The number of successful cyber attacks spiked in March, with 11 incidents reported to the Office for Civil Rights, although since HIPAA-covered entities have up to 60 days from the discovery of a data breach until a breach notification must be submitted, that figure may yet rise. In February, there were 4 reported hacking incidents involving HIPAA-covered data, and just 2 reported in January.
Last month, 11-milliion health plan records were exposed in the huge data breach at Premera Blue Cross; an incident potentially much more serious than the Anthem breach the month before due to the extent of data acquired by thieves. The Premera hack allo9wed the perpetrators to copy Social Security numbers, personal identifiers and healthcare data.
There were also a number of other large scale breaches reported to the OCR in March. The Virginia Department of Medical Assistance Services (VA-DMAS) reported a network server hacking incident in which 697,586 plan member records were exposed and 151,626 records were compromised at Advantage Consolidated.
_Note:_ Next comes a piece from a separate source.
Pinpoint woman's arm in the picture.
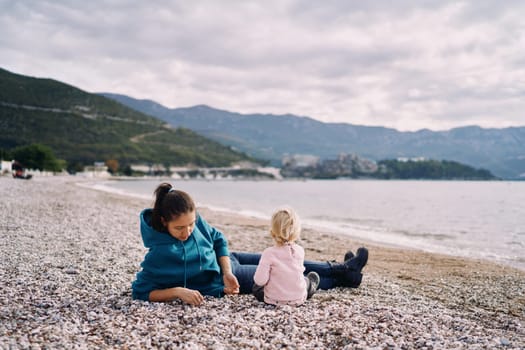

Over 90,000 records were exposed in separate attacks on AT&T Group Health Plan and the Freelancers Insurance Company and Indiana State Medical Association reported a hacking incident which resulted in the exposure of 38,351 records.
The total breaches are also up 35% in March, with 17 incidents reported in both January and February, compared to 23 data breaches so far reported to the OCR for March. In total, 91,015,368 Protected Health Records have been exposed in breaches so far this year.
Health Insurance Plans A Target for Hackers
The two multimillion record hacks reported this year both affected health plans, and last month the McDermott medical plan, Freelancers Insurance Company, AT&T Group Health Plan, Career Education Corporation and VA-DMAS all registered hacking incidents, while hackers also gained access to over 900,000 records in two separate network server incidents at the Georgia Department of Community Health in which 355,127 and 557,779 records were exposed.
Hackers are now using much more sophisticated methods to gain access to healthcare databases and the PHI they contain. It is now more important than ever to improve data security measures and implement even more robust security systems that those demanded by HIPAA and to give serious consideration to implementing data encryption technologies for data both at rest and in motion.
While preventative measures are essential, it is also important to monitor access to PHI to ensure that if hackers manage to break through defenses, rapid action can be taken to limit the damage they cause.